LDAP has some real advantages over relational databases. There end up being main problems.
To get the full value you really need to make it authoritative or you end up spending a lot of time trying to sync data into the tree (which depending on where the data is coming from and the velocity of change) - that can be cumbersome.
On the other side, it turns out LDAP experience is no where near as common as SQL experience. So you end up working through some alien technology.
It turns out there is an open source option that over comes both issues : FAQ | Penrose
Virtual directory technology offers a way to provide that consolidated view of user identity without having to reconstruct an entire directory infrastructure.
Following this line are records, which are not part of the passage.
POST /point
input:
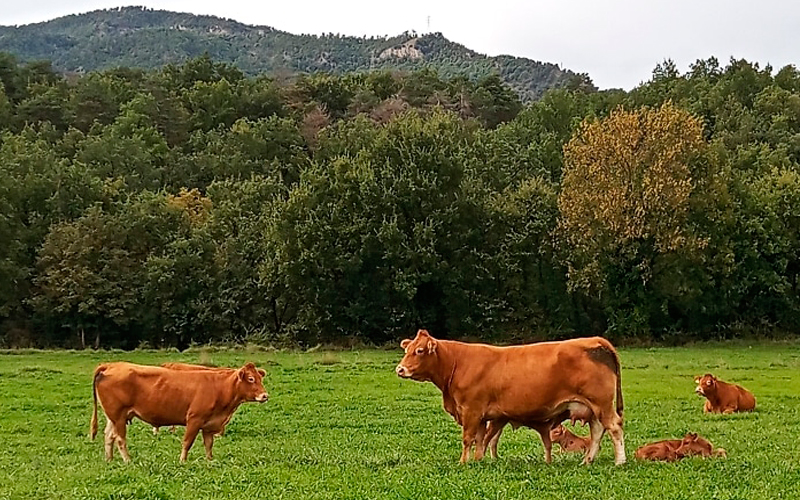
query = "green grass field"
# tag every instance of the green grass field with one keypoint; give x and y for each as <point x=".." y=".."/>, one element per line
<point x="342" y="425"/>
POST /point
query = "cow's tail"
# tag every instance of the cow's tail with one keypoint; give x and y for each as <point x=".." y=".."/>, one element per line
<point x="98" y="372"/>
<point x="614" y="364"/>
<point x="618" y="373"/>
Implemented in the form of middleware, a virtual directory is a lightweight service that operates between applications and identity data.
So basically you can use it as a middle layer to pretend to be an LDAP/ActiveDirectory server on top of your database. The engine handles caching and other details. This means you don’t have to deal with syncing and you get to operate more in the side of the house that most devs know - relational databases.
Apparently some big corporate customers are deploying it to handle exposing there CRM info to LDAP and using it as a proxy to consolidate multiple ADs into a single view.
I was hoping to play with it this week (been swamped prepping for RailsConf). I have a feeling I won’t be able to use it in full production because work already has a solution, but I am thinking about using it with some of development stuff since it would make admining the test directory services easier to manage.